Whataburger’s been using its signature orange “Flying W” logo to sell burgers, fries, and shakes since 1972:
Wonder Woman’s original logo, trademarked in 1985, was strikingly similar to Whataburger’s:
But apparently Whataburger didn’t take issue with the logo similarity until just recently, when DC Comics revealed a new version of Wonder Woman’s logo ahead of a new movie set to be released in 2017. While it uses the same stacked “W” shape, this one actually seems less similar to Whataburger’s:
It seems doubtful that anyone will mistake Wonder Woman movie posters for Whataburger ads without that signature orange. The real issue here seems to be that while the Wonder Woman logo was previously used just to sell comic books, now it’s preparing to tread into new territory — including a slew of food and beverage products, which could create confusion.
In May, according to U.S. Patent and Trademark Office records records, DC Comics filed to trademark “Wonder Woman” for use as a line of fruit and vegetable juices and sports drinks. A separate application was filed that same month to use the name for cookies, breakfast cereal, bubble gum, cake decorations, tea, and even “meat tenderizers for household purposes.” Applications for marmalades, milk substitutes, kitchen towels, and a line of plates and bowls were also filed. (No cheeseburgers or fries, however.)

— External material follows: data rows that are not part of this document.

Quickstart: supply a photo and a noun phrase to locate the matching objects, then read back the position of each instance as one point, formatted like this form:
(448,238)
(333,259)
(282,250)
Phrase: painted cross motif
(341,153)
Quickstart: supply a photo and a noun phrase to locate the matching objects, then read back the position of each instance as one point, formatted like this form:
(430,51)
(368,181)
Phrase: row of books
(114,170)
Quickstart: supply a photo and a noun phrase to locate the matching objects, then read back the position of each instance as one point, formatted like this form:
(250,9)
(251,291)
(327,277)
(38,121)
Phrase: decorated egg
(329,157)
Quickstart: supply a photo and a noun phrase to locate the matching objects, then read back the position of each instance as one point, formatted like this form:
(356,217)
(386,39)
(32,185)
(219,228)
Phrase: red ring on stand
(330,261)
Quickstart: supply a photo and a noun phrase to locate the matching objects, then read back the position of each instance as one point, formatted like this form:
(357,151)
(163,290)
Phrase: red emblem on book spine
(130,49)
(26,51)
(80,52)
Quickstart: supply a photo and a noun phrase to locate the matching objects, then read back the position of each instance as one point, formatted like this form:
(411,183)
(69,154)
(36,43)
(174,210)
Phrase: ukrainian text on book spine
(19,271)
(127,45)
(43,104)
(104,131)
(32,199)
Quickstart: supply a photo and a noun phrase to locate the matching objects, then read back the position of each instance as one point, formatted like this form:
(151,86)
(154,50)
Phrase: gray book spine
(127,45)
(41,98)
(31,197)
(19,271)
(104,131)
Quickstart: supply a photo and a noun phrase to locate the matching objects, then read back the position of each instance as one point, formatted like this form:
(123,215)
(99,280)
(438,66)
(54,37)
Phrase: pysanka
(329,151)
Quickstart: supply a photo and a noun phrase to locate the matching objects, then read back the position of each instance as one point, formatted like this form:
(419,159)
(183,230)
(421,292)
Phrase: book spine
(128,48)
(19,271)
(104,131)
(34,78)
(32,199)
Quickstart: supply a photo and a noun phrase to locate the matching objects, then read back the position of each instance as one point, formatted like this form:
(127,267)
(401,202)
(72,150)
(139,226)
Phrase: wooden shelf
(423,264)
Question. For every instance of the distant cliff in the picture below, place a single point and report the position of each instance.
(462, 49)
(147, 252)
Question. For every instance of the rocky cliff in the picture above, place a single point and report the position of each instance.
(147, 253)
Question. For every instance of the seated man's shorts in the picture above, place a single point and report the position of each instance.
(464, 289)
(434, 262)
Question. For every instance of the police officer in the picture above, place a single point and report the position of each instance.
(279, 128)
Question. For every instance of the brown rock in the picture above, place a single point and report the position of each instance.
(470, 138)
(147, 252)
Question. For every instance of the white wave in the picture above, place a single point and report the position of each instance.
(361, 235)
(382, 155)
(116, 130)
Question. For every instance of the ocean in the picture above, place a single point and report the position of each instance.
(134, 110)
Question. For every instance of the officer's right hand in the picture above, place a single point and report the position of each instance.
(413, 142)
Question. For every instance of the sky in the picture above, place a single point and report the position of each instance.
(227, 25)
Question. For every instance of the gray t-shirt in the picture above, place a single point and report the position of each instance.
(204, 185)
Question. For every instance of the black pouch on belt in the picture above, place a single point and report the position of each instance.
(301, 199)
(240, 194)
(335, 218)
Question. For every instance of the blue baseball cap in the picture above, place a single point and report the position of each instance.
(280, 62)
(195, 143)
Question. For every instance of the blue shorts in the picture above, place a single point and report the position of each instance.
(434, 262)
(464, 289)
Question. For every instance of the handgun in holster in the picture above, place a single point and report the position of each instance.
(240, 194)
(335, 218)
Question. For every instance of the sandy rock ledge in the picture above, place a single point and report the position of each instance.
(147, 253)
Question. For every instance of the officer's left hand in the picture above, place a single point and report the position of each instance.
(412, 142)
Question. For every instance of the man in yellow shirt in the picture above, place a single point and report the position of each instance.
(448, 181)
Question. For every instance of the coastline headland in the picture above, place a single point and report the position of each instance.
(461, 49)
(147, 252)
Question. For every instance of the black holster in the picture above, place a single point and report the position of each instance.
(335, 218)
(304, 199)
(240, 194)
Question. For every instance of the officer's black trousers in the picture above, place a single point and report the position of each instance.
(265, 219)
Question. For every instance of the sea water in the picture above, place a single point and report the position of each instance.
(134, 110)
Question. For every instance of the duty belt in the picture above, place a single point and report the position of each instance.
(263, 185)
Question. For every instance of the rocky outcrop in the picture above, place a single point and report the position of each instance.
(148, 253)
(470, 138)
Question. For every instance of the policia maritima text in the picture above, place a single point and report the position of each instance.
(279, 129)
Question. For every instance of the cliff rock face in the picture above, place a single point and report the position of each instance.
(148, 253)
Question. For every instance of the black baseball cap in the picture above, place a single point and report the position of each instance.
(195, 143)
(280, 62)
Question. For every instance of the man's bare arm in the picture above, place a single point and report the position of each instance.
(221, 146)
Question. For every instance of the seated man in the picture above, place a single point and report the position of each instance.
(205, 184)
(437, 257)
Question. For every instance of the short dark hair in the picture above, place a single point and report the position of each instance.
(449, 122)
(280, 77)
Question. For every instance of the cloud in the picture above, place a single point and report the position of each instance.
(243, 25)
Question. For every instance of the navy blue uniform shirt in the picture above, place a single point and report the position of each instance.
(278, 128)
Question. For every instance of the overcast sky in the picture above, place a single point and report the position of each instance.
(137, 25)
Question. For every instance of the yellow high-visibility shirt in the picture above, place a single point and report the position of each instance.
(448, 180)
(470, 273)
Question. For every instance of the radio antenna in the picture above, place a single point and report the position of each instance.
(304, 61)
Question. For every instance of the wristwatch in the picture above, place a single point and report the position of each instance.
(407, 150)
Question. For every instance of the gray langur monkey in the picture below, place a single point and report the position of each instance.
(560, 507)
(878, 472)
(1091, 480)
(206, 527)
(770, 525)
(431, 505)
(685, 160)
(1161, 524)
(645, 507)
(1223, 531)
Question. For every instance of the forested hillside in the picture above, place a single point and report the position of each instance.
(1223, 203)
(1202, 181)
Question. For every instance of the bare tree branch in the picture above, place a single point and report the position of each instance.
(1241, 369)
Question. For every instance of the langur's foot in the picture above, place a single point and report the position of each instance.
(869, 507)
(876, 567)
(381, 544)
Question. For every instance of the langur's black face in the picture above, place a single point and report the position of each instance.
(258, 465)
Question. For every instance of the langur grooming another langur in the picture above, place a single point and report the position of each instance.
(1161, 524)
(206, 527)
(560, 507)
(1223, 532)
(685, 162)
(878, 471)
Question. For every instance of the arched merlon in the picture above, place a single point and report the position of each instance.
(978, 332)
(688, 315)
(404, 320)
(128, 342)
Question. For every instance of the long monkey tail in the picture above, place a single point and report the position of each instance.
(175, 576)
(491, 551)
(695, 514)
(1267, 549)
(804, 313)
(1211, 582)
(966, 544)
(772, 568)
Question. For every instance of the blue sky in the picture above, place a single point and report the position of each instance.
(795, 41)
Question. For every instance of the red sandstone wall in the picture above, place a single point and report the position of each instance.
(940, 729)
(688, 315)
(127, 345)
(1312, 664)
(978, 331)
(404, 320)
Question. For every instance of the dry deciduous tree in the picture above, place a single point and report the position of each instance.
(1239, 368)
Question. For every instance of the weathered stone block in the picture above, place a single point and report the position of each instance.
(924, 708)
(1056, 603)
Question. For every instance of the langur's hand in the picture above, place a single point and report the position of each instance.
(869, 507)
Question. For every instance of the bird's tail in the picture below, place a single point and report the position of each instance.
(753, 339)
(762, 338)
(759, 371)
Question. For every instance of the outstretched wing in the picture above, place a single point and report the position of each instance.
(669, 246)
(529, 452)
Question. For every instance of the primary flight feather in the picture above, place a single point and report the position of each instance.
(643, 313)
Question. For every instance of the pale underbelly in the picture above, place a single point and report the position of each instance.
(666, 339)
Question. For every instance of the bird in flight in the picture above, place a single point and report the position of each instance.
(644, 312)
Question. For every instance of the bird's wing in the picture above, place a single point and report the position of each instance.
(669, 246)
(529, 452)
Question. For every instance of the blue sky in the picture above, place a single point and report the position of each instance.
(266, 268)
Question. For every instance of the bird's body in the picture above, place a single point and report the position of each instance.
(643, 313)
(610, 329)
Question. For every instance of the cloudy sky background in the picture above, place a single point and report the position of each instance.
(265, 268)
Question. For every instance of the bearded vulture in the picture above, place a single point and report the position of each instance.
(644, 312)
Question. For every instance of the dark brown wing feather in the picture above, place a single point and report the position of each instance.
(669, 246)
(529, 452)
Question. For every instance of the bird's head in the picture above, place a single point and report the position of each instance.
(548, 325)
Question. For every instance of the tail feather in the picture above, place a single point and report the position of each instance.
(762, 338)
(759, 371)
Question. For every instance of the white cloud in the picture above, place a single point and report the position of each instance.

“For this reason, Whataburger has opened a dialogue with DC Comics about ensuring each party’s respective rights and interests are recognized and protected,” says a Whataburger spokesperson.
If a court battle were to ensue, one of the parties (either Whataburger or DC Comics) could eventually be barred from using their current logo.
But so far, the discussions seem to be friendly — at least, according to the burger chain: Whataburger says it anticipates “a positive discussion with DC Comics and a resolution of that discussion that will be acceptable to both parties.” So what would constitute “acceptable” for Whataburger? If Wonder Woman could “continue to focus her efforts on keeping planet Earth safe from evil villains while Whataburger continues to make delicious, 100-percent beef burgers,” a spokesperson says.
In the meantime, has anyone spoken to Weezer about this?